CASO RICHTHOFEN
Gustavo Barreto (*)
Fico estupefato com a cobertura da imprensa em relação ao caso da garota rica, bonita e cruel ? como colocou uma revista semanal ? que ajudou a matar os próprios pais, com o namorado. A um crime absolutamente raro psicólogos, analistas, sociólogos e quem mais tiver espaço na mídia ficam tentando achar uma relação "profunda" com a nossa sociedade. A garota representaria, em última análise, uma nova e extraordinária tendência da população brasileira.
Não raro, os debatedores não chegam a lugar algum, ou analisam apenas a garota e suas relações de vida, e não a sociedade. A Globo ousou insinuar ? por meio de silogismos patéticos ? que a maconha faz as pessoas matarem os pais. Não falou, mas deixou no ar, subliminarmente.
Hipocrisia e ausência de valores éticos. É assim que coloco, sem medo de receber críticas, as causas de tamanha estupidez protagonizada por diversos meios de comunicação e pelo debate público. Centenas de pessoas morrem diariamente devido à violência urbana. A maioria, indica o IBGE, é de jovens. A diferença básica é que a maioria dos jovens não é loira. Não é rica. Não é cheirosa. Em suma: não é boa o suficiente para aparecer na mídia. Nem na morte pobre merece atenção.

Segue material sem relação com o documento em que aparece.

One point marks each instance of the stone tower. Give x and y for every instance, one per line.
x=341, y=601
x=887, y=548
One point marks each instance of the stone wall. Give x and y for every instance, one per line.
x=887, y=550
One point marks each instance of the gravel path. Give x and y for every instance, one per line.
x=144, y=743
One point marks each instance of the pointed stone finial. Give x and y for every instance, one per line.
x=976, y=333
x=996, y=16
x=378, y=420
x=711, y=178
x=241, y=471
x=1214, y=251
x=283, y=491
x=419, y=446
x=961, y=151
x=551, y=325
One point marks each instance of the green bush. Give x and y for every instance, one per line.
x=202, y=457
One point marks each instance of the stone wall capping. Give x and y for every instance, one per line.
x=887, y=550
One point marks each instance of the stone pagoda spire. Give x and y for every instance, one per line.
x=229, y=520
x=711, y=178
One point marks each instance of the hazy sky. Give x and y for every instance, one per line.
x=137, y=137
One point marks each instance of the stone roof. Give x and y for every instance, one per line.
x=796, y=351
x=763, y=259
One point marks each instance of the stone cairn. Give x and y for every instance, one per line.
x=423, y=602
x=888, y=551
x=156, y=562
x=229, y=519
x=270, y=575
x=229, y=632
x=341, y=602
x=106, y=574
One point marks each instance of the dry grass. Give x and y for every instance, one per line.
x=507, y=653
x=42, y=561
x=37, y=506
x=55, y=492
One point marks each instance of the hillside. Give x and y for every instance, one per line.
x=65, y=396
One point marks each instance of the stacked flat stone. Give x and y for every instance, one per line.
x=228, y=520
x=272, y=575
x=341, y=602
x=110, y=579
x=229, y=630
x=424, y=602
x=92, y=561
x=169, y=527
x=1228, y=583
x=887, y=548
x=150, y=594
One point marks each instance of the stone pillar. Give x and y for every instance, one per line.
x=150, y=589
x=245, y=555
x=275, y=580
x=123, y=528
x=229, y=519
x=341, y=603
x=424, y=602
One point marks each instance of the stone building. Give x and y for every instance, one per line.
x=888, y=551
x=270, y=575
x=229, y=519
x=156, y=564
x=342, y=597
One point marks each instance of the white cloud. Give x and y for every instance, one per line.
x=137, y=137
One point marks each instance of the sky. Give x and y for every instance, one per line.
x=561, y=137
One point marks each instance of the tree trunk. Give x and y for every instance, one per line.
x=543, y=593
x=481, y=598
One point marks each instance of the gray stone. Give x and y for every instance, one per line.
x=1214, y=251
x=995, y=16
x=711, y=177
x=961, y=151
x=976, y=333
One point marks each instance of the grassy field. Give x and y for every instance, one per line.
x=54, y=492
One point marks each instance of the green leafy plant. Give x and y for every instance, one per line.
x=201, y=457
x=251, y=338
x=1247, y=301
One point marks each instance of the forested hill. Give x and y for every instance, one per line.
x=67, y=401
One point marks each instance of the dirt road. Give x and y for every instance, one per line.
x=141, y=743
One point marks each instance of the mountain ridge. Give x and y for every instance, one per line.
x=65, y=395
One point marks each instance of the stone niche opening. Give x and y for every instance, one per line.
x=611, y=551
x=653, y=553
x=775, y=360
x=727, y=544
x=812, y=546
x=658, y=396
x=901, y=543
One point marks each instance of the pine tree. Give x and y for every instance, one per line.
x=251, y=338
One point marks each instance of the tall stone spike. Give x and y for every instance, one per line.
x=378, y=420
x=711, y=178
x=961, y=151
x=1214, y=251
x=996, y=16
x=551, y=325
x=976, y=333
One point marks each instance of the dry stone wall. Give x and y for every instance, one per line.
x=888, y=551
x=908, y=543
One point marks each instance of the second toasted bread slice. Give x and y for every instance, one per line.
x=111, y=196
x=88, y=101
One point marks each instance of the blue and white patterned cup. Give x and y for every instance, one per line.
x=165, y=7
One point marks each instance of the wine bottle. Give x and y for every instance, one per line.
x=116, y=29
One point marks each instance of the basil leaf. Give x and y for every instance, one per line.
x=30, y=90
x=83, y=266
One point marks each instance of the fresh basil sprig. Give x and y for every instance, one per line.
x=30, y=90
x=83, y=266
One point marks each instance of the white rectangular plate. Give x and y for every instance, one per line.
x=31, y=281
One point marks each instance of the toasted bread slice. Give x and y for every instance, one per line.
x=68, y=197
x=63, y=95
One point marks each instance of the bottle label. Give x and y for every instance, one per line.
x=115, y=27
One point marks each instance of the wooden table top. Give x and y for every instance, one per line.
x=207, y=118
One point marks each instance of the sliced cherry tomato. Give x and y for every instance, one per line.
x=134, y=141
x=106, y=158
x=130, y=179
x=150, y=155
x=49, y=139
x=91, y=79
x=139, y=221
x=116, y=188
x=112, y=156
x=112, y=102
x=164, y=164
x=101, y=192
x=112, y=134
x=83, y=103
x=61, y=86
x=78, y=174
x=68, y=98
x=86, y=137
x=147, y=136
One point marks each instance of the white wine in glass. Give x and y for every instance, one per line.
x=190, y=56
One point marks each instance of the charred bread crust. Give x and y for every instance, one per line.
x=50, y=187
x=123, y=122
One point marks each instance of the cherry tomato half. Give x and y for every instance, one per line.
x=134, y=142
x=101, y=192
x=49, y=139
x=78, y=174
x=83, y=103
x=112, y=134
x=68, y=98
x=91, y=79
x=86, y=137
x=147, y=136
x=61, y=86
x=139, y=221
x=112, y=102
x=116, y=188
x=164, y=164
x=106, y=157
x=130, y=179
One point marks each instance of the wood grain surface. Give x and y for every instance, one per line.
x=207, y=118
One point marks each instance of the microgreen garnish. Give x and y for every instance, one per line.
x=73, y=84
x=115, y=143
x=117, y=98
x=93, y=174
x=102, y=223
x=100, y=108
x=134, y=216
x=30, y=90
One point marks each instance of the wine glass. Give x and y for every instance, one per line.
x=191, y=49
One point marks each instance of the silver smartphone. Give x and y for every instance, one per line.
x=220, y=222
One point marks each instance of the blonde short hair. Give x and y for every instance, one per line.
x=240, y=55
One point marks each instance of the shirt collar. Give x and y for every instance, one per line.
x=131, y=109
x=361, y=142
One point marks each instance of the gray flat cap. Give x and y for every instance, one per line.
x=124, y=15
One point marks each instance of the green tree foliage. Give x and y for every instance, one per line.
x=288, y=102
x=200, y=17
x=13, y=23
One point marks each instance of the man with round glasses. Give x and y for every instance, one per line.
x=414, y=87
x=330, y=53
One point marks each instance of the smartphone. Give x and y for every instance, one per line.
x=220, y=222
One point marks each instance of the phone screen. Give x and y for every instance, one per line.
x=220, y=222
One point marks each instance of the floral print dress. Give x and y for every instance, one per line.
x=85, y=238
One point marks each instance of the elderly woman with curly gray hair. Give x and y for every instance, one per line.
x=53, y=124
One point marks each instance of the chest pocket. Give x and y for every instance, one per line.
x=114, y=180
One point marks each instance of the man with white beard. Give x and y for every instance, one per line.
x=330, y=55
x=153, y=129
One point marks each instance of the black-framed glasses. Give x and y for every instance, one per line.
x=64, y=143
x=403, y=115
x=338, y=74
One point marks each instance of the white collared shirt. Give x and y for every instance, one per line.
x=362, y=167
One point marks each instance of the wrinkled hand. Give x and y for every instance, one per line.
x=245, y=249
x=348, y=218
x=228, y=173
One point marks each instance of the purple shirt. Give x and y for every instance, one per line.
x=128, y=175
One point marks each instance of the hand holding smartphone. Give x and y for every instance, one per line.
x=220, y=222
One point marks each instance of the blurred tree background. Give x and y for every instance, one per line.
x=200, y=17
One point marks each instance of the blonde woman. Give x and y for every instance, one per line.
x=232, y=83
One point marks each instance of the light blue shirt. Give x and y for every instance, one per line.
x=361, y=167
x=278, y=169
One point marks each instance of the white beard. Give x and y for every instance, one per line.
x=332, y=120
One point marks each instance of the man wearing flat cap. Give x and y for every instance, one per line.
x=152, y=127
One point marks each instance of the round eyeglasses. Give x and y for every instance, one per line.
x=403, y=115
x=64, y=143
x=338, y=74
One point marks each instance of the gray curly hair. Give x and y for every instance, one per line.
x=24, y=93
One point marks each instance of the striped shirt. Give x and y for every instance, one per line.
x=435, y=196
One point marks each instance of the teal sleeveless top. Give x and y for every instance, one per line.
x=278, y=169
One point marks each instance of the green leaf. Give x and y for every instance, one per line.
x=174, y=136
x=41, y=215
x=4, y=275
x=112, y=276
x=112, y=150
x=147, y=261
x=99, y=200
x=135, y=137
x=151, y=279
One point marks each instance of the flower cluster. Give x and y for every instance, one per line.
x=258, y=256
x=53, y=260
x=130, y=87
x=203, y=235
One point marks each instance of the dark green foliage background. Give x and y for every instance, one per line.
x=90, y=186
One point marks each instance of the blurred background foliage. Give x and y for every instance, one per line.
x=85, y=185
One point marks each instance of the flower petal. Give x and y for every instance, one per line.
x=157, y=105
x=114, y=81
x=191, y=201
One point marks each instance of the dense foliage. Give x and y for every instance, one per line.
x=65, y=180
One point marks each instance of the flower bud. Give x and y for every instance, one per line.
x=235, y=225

Admitindo que a imprensa procure por casos absurdamente raros e bizarros ? o que obviamente repudio ?, não faltarão outros tão ou mais horríveis para se comentar. Nas periferias ocorrem diariamente.
Ele é pobre: tem que morrer. Aconteceu com Sandro, seqüestrador do 174, no Rio de Janeiro. Ela é rica: a culpa é da sociedade, esta entidade perversa que, por meio da escola, da família e da mídia, destrói o caráter e produz criminosos como a Nike produz tênis. Quando ela, rica, mata a culpa é do mal da sociedade. Quando ele, pobre, mata ele mesmo é o mal personificado.
Deveríamos relacionar, portanto, não o crime e a sociedade, mas sim como nós lidamos com o crime e a sociedade. Deixar de lado a hipocrisia. Ou melhor, não nos deixarmos levar pela hipocrisia dominante. Deveríamos olhar mais para a periferia, porque a praia não é o único lugar da cidade.
Ah, é mesmo, a Nike não produz tênis. Apenas vende sua marca.